Dez para as oito

Por Vanessa Henriques*

Acordei outro dia ainda sonolenta. Arrastei-me até a cozinha, onde preparei o café sem pressa, quando o olho desviou para o relógio na parede. Estava bem adiantada, poderia seguir sem sobressaltos, até inventar um pouquinho, como fazer uma tapioca caprichada ou tomar uma segunda xícara de café.

Assim o fiz, e segui meu rumo. Percebi, pela hora que cheguei ao trabalho, que tinha sido enganada pelo relógio, que começava a atrasar, provavelmente clamando por pilhas novas. Ao chegar do serviço, dei de cara com ele gastando tique-taques em vão, afinal ficou cravado em dez para as oito e de lá não mais saiu.

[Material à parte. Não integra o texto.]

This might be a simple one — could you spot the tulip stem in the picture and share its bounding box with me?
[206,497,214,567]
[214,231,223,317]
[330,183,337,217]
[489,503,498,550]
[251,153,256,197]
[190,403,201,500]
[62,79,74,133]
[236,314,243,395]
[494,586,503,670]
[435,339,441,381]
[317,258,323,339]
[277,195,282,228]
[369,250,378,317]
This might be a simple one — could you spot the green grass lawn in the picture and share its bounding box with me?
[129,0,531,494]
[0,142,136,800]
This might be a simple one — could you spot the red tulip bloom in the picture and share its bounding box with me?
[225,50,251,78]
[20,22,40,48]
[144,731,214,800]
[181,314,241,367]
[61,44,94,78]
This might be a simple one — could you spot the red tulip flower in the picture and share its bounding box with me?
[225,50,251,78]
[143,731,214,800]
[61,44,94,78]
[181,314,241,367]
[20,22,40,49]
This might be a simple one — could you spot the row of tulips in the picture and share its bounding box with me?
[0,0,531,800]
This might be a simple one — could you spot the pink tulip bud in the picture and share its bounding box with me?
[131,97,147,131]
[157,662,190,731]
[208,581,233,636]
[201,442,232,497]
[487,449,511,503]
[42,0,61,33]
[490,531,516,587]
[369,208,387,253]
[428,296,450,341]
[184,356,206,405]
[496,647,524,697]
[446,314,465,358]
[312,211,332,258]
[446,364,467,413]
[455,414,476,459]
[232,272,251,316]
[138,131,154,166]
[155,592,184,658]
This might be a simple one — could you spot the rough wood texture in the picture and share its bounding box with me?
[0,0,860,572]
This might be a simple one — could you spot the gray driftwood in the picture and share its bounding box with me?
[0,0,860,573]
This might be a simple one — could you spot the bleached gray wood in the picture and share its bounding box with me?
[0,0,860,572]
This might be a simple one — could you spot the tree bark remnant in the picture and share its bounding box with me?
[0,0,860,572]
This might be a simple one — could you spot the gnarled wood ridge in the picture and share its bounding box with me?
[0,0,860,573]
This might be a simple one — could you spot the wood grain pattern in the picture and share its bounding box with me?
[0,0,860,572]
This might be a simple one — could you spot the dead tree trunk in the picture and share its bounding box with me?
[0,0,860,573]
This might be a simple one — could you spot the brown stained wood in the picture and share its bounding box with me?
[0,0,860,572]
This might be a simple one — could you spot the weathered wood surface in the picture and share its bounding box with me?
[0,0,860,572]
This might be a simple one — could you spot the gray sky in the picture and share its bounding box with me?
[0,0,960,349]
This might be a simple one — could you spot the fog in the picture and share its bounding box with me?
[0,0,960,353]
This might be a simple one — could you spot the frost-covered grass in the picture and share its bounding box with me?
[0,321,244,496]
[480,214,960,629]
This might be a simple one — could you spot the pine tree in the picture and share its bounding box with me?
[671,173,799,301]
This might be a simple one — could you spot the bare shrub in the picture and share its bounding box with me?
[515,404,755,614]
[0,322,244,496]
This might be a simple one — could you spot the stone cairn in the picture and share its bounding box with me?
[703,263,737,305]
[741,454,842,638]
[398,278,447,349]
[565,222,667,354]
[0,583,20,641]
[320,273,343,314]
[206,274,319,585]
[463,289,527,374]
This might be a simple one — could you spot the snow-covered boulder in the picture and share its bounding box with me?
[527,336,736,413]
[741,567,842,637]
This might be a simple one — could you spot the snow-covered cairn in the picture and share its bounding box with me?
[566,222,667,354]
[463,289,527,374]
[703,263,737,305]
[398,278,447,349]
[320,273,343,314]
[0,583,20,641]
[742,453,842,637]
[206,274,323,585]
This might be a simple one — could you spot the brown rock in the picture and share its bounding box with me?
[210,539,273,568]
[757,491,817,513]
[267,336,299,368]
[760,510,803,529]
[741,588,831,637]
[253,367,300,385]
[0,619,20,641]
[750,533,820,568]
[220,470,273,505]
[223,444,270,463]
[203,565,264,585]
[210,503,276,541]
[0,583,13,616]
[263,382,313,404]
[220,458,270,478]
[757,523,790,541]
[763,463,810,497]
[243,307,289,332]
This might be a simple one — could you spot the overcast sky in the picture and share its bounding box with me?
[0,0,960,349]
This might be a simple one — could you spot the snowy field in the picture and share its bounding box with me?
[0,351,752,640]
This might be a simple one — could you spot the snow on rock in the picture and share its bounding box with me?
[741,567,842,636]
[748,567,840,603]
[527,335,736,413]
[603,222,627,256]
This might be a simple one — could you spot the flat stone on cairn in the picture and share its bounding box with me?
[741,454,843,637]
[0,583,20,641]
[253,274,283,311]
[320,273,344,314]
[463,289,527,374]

Mas é claro que o relógio estava quebrado, parei para refletir. Afinal, não conseguia me lembrar do último café da manhã que tomei com tanta folga (exceto finais de semana, e mesmo assim, olhe lá!) nos últimos dias. Meses talvez. Acostumei-me a olhar para o relógio, me distrair com uma segunda fatia de pão e, pronto, já tinha que cortar outra tarefa da lista matinal, senão me atrasaria.

Pensando bem, quando eu me tornei tão atrasada? É fato que não sou daquelas que atrasa em horas, mas em uns bons quinze minutos, já virou quase lei. Talvez pelo fato de não bater mais ponto. Talvez porque os ônibus estejam cada vez mais imprevisíveis. Mas mais provavelmente porque eu andei relaxando com relação ao assunto.

E quando falo em relaxar, não digo com relação ao respeito às horas e compromissos marcados. Bom, isso também. Mas me refiro aqui a se acostumar a não ter mais tempo para mim mesma, para as coisas bobas e tão importantes do cotidiano como se dar ao luxo de preparar uma tapioca.

E mais do que se dar um tempo, anda faltando também tempo suficiente para fazer o que precisa ser feito. A impressão que tenho é que estamos sempre na marca do pênalti, nos 45 minutos do segundo tempo, valendo o campeonato, e se qualquer coisinha dá errado, o atraso é de placa: borrou o batom? Atrasou. Mudou de ideia com relação à roupa escolhida? Atrasou. Voltou para pegar o guarda-chuva? Atrasou (e não choveu).

Abordei o assunto numa conversa de bar — dessas que não tem hora para acabar —, comentando com uma amiga sobre como nos acostumamos com uma vida essencialmente ruim, de correrias, prazos, minutos perdidos e pouco prazer. Prova disso foi o fato de levarmos mais de um mês tentando chegar numa data e horário que todos pudessem estar presentes. Não estava sozinha, a mesa consolou.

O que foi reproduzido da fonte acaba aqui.